Bill Amatneek grew up in Manhattan's Greenwich Village during the 1950's and 1960's during the folk craze at a time when people like Pete Seeger and his band The Weavers were often guests in his home because his Dad was an engineer for Consumer Reports, and the latest in recording devices were often available in his home for musicians to be able to hear themselves. Amatneek was a regular in the folk scene, attended the first Philadelphia Folk Festival in 1963, began playing the bass, and eventually left for the West Coast, where he has been a regular on the music scene playing bluegrass, jazz, folk, and ethnic music in a number of settings, sometimes as a regular with a band, and at others as a fill-in for bands making a western swing. His stories are all filtered through his very personal lens and brand of left wing politics, which I often found myself agreeing with while, at the same time, wishing he had left them out of the complex, inter-related mix. His writing focuses on putting what he hears onto paper often shows the greatest insight, and was the part of his stories I appreciated most.

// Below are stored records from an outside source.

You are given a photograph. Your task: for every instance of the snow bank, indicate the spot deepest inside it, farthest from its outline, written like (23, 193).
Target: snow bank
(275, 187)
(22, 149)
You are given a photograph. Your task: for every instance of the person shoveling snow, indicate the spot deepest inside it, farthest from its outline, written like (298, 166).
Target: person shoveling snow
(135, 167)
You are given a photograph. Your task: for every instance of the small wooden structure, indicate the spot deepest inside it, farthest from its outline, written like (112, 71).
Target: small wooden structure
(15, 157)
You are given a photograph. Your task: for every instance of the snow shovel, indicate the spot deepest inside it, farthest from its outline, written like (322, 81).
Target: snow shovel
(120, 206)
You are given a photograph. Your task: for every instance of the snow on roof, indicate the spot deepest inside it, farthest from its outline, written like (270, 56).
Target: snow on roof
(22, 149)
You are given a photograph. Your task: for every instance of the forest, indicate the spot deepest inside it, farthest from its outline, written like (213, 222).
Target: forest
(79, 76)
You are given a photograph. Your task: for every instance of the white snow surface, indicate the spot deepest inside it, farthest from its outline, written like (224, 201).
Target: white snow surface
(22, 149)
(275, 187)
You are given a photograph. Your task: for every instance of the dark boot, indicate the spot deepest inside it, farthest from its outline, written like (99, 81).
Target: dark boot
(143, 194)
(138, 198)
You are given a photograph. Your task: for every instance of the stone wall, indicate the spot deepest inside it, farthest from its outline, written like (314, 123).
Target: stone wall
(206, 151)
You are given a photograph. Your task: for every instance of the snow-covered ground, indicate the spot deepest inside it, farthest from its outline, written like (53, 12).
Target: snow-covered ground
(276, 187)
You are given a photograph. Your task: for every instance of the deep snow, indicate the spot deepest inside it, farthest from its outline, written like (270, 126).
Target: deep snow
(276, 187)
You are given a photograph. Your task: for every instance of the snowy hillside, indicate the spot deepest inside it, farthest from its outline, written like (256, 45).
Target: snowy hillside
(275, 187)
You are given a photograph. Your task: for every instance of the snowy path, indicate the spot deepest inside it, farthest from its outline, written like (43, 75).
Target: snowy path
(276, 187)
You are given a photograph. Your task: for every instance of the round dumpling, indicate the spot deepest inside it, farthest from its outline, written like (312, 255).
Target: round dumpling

He writes with insight about Tony Rice's passion and precision in powering out the famous Clarence White guitar. His views of Rice's tone and drive gave me insights I have read from no-one else. He accompanied the David Grisman Quintet to Paris where he details the Rice and Grisman's discovery of a Gypsy luthier who had a large supply of tortoise shell picks he was willing to let them pick through. The profile of Lou Gottlieb, organizer and the force behind the Limelighters, helped me better understand this group I loved so much in the late 1950's and early sixties. Gottlieb's forcing him to take a close look at the lyrics of “Danny Boy” provides a lesson into finding one's way into a song. Many of Amatneek's tales capture that period through the sixties and seventies with a level of respect and love both rare and unfashionable today. He refers to people who are too young, who've only known “the Greed,” as having forgotten the communal ideals of the counter-culture, or hippie days. I found his description of his visit to France for the D-day fortieth anniversary and the dedication of monument to the Lincoln Brigade from the Spanish Civil War held in San Francisco to be less rewarding, but they might reach successfully into other people's hearts. So much has been written about Pete Seeger that Amatneek has little to add to the story. For people interested in how to get the good interview, his afternoon with Aretha Franklin speaks volumes. His chapters, I think new chapters in this addition of the book, on Roland White and Jim Hurst are wonderful. In the chapter on Hurst he captures the dilemma of bluegrass music in the 21st century. With chapters on Bill Monroe and Eric Bibb he finds a way to access the essential blues elements in bluegrass while exploring the issue of race in America in almost the same breath. And don't miss the love affair in his mind with Mary Travers through the decades.
In his Preface to this edition, Amatneek is clear that a story-teller has a different responsibility than a journalist when it comes to separating truth from facts. Journalists, typically are charged with finding facts and allowing the reader to infer the facts. A story teller is more likely to spin a tale which seeks to illuminate truths he finds in his experiences. Whether such truths will be experienced in the same way by different readers or how the author wishes is up in the air, and should be so. So, as Amatneek wends his way from the folk sixties to the multi-culural twenty-first century, finding himself playing bass in a belly-dance band, the reader is treated to the lifetime of experiences and insights gained by a seeker of truth who had the opportunity to play with some of the finest musicians of his era. Many of the stories are engaging and illuminating. The writing is filled with both love and insight. Acoustic Stories was provided to me by the author in a hardback format, which, these days, is unusual for me. It can be ordered from the author at www.acousticstories.com.